On the very last night of shelter at Catholic Charities’ Dorothy Day Center, Eugene approached the front desk with an urgent plea, “Can I move in early please?”

Eugene, 50, had been spending his nights on the dining room floor at Dorothy Day Center, trying to get some rest, but a good night’s sleep was elusive. His belongings were packed up and he was more than ready to say goodbye to sleeping on those thin mats on the hard floor that never seemed to get warm, especially when the mercury plunged on Minnesota January nights.

“I sleep close to the back door, next to a friend, but my back is killing me,” he said. “I’m thankful to Dorothy Day Center, but it’s hard to sleep.”

The next morning, as soon as he could, Eugene walked down the street to his new home on the fifth floor of Catholic Charities’ Higher Ground Saint Paul.

“When I wake up in my new room I’m going to smile,” he said. “I’m going to relax and meditate.”

The search for peace and quiet has been a long one for Eugene.

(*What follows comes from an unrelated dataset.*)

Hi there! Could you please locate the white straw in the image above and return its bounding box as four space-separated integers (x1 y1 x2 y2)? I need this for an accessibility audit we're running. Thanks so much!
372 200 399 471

He’s called Saint Paul home for 30 years, but his early years were rough; he’s been shot at three different times. Eugene still carries a bullet in his back. At Higher Ground Saint Paul, he’s hoping to enjoy the peaceful life he’s been working toward.

While the shelter there would have been more than a step up, being able to move into the residence there was a blessing for Eugene.

“I found out I got a place the beginning of December. I was excited, oh my God, yes I was,” he said. “I can keep it clean the way I want. I like having my own key to my own place. I sure wanted to move in.”

His room is small, but affordable. It features gorgeous views of his favorite city. The amenities he needs are all on his floor or within walking distance. It’s been more than one year since Eugene has had a place to call home. Leaving shelter life behind will allow him to get moving on accomplishing goals, he said. He’s working on getting his license back and started working out at the YMCA.

“I’m stable now,” he explained. “At the shelter, you’re not stable. You have to carry your belongings with you wherever you go, you have to get dressed in a hurry. When I have a home I can take my time getting dressed better and go out and take care of business.”

As he ‘takes care of business,’ Eugene hopes he can set himself up to move onto independence and leave his spot at Higher Ground Saint Paul for the next person who needs a hand up.

“Hopefully, in a year, I’ll be saved up and moved into my own place. I hope I can have my own place where I can have a dog again.”